Est-il possible à l’esprit de mettre de côté, complètement, es raisonnements, les expériences, les impositions, les autorités, de façon à être dans un état de vide? Vous ne pourrez pas répondre à cette question, naturellement, parce que vous ne savez pas, vous n’avez jamais essayé. Mais, si je puis le suggérer, écoutez ce que je dis, permettez à cette question de vous être posée, acceptez que le grain soit semé en vous et il portera un fruit si vous ne lui résistez pas.

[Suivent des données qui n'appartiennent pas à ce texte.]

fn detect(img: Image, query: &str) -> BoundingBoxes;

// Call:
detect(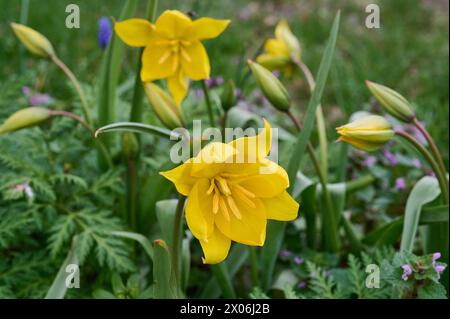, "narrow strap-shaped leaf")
[45,236,78,299]
[95,122,182,140]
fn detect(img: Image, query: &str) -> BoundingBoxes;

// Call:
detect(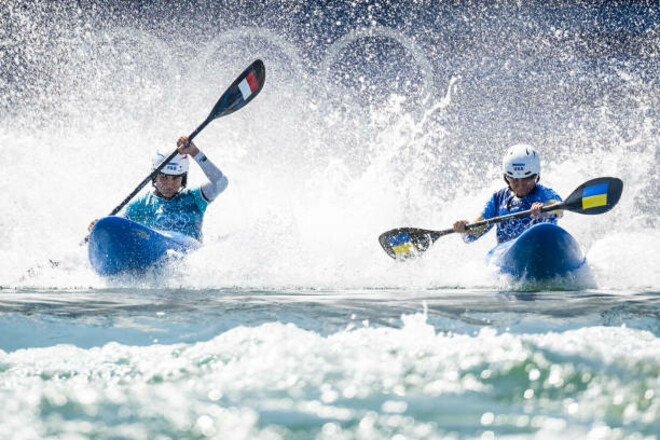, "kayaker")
[89,136,228,241]
[453,144,562,243]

Seul le neuf peut transformer, jamais l’ancien. Si vous vivez à l’imitation d’un exemple donné, tout changement qui surviendra en vous ne sera qu’une continuité modifiée d’une chose ancienne, qui n’apportera jamais rien de neuf, rien de créateur.

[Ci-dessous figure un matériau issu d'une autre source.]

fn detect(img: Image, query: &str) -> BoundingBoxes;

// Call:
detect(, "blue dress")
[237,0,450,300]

L’état créateur ne se produit que lorsque l’esprit lui-même est neuf, et l’esprit ne peut se renouveler que s’il est capable d’être conscient de « toute » son activité, jusqu’au niveau le plus profond de sa conscience. Il perçoit alors la nature de ses désirs, de ses exigences, de ses poursuites, la création de l’autorité, l’origine de ses craintes, les résistances qu’engendrent les disciplines et les projections de ses espoirs sous formes de croyances et d’idéals. Voyant à travers tout cela, l’esprit peut-il se vider de tout ce processus et être neuf? Vous ne saurez s’il le peut ou non qu’en essayant, sans avoir d’opinion à ce sujet, ni le désir de connaître cet état. Si vous « voulez » cette expérience, vous l’aurez ; mais ce que vous trouverez ne sera pas le vide créateur, ce sera la projection de votre désir, ce sera une illusion. Mais commencez à vous observer, soyez conscients de vos activités d’instant en instant, regardez l’ensemble de votre processus comme dans un miroir, et, au fur et à mesure que vous irez plus profondément, vous arriverez enfin à cette vacuité en laquelle, seule, peut se produire le renouveau.

La vérité, Dieu (le nom importe peu) n’est pas quelque chose dont on puisse faire l’expérience ; car l’entité qui fait l’expérience est le résultat du temps, de la mémoire, du passé, donc tant qu’elle existe, la réalité est absente. Il n’y a de réalité que lorsque l’esprit est complètement affranchi de l’analyse, de l’expérience et de l’observateur.

Alors, on trouve la réponse ; alors on voit que le changement se produit sans qu’on le demande et l’on comprend que l’état de vide créateur ne se cultive pas ; il vient dans l’ombre sans qu’on l’invite ; et ce n’est qu’en lui que peut s’accomplir la révolution du renouveau.